6. How is it diagnosed?

The U.S. Food and Drug Administration is advising people to use swab samples taken directly from a lesion (rash or growth) when testing for the monkeypox virus.

7. Is there a vaccine?

IMVAMUNE vaccine has been authorized by Health Canada for active immunization against smallpox, monkeypox and related orthopoxviral infection.

With supplies limited, health officials are not recommending mass vaccination. They are suggesting the shots for health workers, people who have been in close contact with an infected person, and men at high risk of catching monkeypox.

8. Prevention

Prevention is always better than treatment. Get vaccinated. Maintain good hand hygiene and respiratory etiquette, including wearing a mask or covering coughs, along with limiting sexual partners and practising safer sex. Anyone with monkeypox lesions should isolate until they are completely healed, which can take up to three weeks.

9. What is the treatment?

There is no known cure. A study in 1988 found that the smallpox vaccine was around 85 per cent protective in preventing infection in close contacts and in lessening the severity of the disease.

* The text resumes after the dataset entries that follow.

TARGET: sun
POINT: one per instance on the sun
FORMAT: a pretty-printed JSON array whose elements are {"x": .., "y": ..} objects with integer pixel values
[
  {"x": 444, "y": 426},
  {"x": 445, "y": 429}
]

Other measures include regular hand washing and avoiding sick people and animals.  Antiviral drugs, cidofovir and tecovirimat, vaccinia immune globulin may be used during outbreaks.

10. What is the prognosis?

The illness is usually mild and most of those infected will recover within a few weeks without treatment. Estimates of the risk of death vary from one per cent to 10 per cent.

Monkeypox can be serious in children, pregnant women and people with underlying health conditions, like cancer, tuberculosis or HIV.